The Kevin Show: An Olympic Athlete's Battle with Mental Illness tells the true story of Olympic and America's Cup sailor Kevin Hall, who has battled a rare form of bipolar disorder known as the Truman Show Delusion. The book, released by Bloomsbury in March 2018, was a four-year culmination of reporting on Hall's delusions, the reality of being an Olympian, and an examination of mental illness. The book was also a national bestseller and received positive reviews. Kirkus Reviews called it "grippingly provocative reading" and psychiatrist Dr. Edward Hallowell called it "spellbinding" and "brilliant."

In 2019, Pilon co-wrote and co-hosted a podcast on the USA Gymnastics sex abuse scandal with her Times colleague, Carla Correa, on Audible. The series traced the systemic errors that led to Larry Nassar’s serial abuse, including failures by the Federal Bureau of Investigation and other law enforcement agencies in ignoring complaints about Nassar.
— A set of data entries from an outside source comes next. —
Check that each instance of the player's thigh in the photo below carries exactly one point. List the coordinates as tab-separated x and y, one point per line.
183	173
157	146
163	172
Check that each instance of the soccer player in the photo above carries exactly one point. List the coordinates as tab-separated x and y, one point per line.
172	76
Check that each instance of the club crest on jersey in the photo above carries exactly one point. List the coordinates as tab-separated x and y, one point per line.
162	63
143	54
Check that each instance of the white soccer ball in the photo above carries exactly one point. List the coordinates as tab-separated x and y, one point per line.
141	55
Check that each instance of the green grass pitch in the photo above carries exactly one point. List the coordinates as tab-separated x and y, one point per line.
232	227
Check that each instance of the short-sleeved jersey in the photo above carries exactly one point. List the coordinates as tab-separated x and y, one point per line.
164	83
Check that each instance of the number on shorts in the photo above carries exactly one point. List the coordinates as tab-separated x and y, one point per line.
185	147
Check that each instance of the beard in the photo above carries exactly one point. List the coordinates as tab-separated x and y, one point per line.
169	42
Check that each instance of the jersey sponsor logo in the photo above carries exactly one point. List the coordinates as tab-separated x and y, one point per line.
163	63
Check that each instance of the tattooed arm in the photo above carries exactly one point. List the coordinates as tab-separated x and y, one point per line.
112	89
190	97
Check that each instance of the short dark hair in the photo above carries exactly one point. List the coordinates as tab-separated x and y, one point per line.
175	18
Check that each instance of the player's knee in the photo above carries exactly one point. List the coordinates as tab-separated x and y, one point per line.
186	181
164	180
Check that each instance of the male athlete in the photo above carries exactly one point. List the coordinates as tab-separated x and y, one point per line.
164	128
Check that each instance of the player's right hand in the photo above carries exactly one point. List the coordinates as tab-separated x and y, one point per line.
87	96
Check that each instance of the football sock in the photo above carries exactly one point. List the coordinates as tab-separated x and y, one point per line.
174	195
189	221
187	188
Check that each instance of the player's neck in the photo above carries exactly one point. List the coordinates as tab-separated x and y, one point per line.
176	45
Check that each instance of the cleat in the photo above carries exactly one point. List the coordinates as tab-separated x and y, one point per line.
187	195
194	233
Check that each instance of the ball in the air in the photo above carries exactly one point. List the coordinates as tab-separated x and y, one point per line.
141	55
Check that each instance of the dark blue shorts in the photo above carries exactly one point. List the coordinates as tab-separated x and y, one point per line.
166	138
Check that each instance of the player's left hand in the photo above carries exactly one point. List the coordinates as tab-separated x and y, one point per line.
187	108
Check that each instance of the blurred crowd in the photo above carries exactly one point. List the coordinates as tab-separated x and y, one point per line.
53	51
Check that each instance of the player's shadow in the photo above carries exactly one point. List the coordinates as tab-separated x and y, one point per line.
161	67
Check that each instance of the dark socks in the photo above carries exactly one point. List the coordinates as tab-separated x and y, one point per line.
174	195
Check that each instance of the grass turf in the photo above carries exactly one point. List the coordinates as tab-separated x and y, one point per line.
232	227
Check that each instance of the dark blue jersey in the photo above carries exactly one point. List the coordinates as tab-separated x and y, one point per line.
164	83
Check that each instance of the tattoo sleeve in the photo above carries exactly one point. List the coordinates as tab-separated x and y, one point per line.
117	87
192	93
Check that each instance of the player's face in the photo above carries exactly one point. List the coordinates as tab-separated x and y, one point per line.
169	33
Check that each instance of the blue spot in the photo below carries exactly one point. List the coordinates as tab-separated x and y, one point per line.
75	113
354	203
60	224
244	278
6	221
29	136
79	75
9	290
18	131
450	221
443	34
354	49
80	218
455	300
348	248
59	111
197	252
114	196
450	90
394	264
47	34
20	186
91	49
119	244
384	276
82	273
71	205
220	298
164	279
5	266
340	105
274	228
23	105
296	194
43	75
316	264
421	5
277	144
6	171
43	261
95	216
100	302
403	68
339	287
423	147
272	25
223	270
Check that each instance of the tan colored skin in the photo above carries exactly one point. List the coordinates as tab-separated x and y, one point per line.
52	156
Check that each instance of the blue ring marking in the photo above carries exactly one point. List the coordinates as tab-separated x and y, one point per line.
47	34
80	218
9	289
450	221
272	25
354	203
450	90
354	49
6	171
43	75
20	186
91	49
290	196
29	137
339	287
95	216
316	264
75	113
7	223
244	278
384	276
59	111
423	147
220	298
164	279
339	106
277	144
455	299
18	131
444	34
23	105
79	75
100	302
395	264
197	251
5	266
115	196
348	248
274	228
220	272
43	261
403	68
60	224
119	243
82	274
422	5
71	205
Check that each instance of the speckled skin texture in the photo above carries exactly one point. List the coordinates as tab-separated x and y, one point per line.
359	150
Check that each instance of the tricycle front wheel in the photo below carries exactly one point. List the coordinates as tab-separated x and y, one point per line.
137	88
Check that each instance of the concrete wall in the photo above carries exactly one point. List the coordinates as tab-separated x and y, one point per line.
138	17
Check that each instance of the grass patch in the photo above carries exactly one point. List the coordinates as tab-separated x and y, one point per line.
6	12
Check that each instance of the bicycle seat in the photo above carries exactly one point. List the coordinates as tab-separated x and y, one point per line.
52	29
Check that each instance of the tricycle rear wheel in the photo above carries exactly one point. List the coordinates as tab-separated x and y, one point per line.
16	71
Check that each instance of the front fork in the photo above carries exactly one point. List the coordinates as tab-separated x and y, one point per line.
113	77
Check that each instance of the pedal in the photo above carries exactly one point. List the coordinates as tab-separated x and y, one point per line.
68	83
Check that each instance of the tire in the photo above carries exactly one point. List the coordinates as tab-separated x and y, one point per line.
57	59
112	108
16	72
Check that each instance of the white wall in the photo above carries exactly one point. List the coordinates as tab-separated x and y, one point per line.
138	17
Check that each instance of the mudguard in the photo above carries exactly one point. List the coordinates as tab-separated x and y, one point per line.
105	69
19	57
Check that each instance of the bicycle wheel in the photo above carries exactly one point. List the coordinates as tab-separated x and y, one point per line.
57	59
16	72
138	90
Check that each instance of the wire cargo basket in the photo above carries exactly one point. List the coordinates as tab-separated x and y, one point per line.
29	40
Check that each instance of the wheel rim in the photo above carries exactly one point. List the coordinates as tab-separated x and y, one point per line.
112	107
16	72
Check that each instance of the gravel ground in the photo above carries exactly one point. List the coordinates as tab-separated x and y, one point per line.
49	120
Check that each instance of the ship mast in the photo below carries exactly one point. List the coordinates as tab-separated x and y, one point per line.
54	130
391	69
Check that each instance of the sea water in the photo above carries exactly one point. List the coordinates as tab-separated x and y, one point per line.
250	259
In March 2023, Pilon and Olympian Kara Goucher published The Longest Race, a memoir of Goucher’s running career. It revealed for the first time her experiences with the Nike Oregon Project, including allegations of doping and sexual abuse involving longtime Nike coach Alberto Salazar. As a result of Goucher’s testimony, Salazar received a lifetime ban from the sport. The book debuted at No. 7 on the Times bestseller list.

==Books==
- The Monopolists: Obsession, Fury, and the Scandal Behind the World's Favorite Board Game, 2015
- The Kevin Show: An Olympic Athlete's Battle with Mental Illness, 2018
- Losers: Dispatches From the Other Side of the Scoreboard, edited with Louisa Thomas, 2020
- The Longest Race, with Kara Goucher, 2023

==Film and streaming==
Pilon has also appeared in and produced several documentaries, including HBO's Class Action Park. She served as story editor for HBO's BS High in 2023, which was a Tribeca Film Festival Selection. Pilon is co-directing a documentary about pickleball for Peter Berg's Film 45.

===Director===

| Year | Title | Notes |
|---|---|---|
|  | Documentary about pickleball | co-directing with Seth Porges |

===Story editor===
- ‘’BS High’’ (HBO, 2023)

===Producer===

| Year | Title | Notes |
|---|---|---|
| 2023 | Time of Essence |  |
| 2016 | Rio 2016 Olympic Games Closing Ceremony |  |
| 2016 | Rio 2016: Games of the XXXI Olympiad |  |

===Appearances===

| Year | Title | Role | Notes |
| 2023 | Ruthless: Monopoly’s Secret History | Self |  |
| 2020 | Class Action Park | Self |

==Personal life==
Pilon has cited her upbringing in Eugene and early love of comic books among her inspirations. She took a Greyhound to New York City and now lives in Brooklyn.